I tre metodi di stima utilizzati sono stati: valutazione del numero di reti teoriche, con copertura totale, moltiplicate per il prezzo medio per raggiungere un telespettatore. Stima dei flussi di ricavi per il totale dei servizi di trasmissione televisiva e ricostruzione del valore teorico degli asset sottostanti e infine riconduzione al caso italiano dei valori emersi dalla recente acquisizione del principale operatore francese. Le stima con il primo metodo si basa su un prezzo unitario di 2 euro per persona raggiunta, dal momento che ogni cittadino italiano è raggiungibile mediamente da 16,6 reti tra trasmissioni analogiche e digitali, il valore totale delle frequenze sarebbe di quasi 2 miliardi di euro. Ipotizzando un prezzo unitario più basso (1,5 euro) il valore sarebbe di 1,5 miliardi. "Per effettuare la valutazione abbiamo utilizzato una stima del prezzo medio" ha spiegato Marco Gambaro, presidente di Simmaco.

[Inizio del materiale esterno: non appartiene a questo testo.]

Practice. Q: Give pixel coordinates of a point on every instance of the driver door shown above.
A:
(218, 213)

Le imprese televisive italiane spendono complessivamente una cifra di poco superiore ai 200 milioni di euro l'anno per l'illuminazione. Parte di questa cifra paga i costi variabili di manutenzione e parte serve per ammortizzare gli impianti. Circa metà può essere attribuita alla remunerazione delle frequenze. Con un tasso di rendimento interno del 10% e l'utilizzo perpetuo della frequenza si ottiene un valore complessivo di circa 1 miliardo di euro. Infine poco tempo fa TDF, l'operatore francese che trasmette tutti i principali canali televisivi, è stato valutato dai fondi d'investimento che ne hanno acquisito il controllo 5 miliardi di euro. Considerando che circa metà del fatturato è fuori del mercato televisivo e che la cifra comprende anche gli impianti e l'avviamento della società si arriva ad una valutazione teorica delle frequenze inferiore a 1,5 miliardi di euro per un paese abbastanza simile all'Italia.

 "La nostra stima è frutto della convergenza di metodologie diverse – conclude Marco Gambaro – ed appare in linea con le valutazioni negli altri paesi. Nel complesso rappresenta una base ragionevole per discutere di questo importante aspetto del mercato televisivo".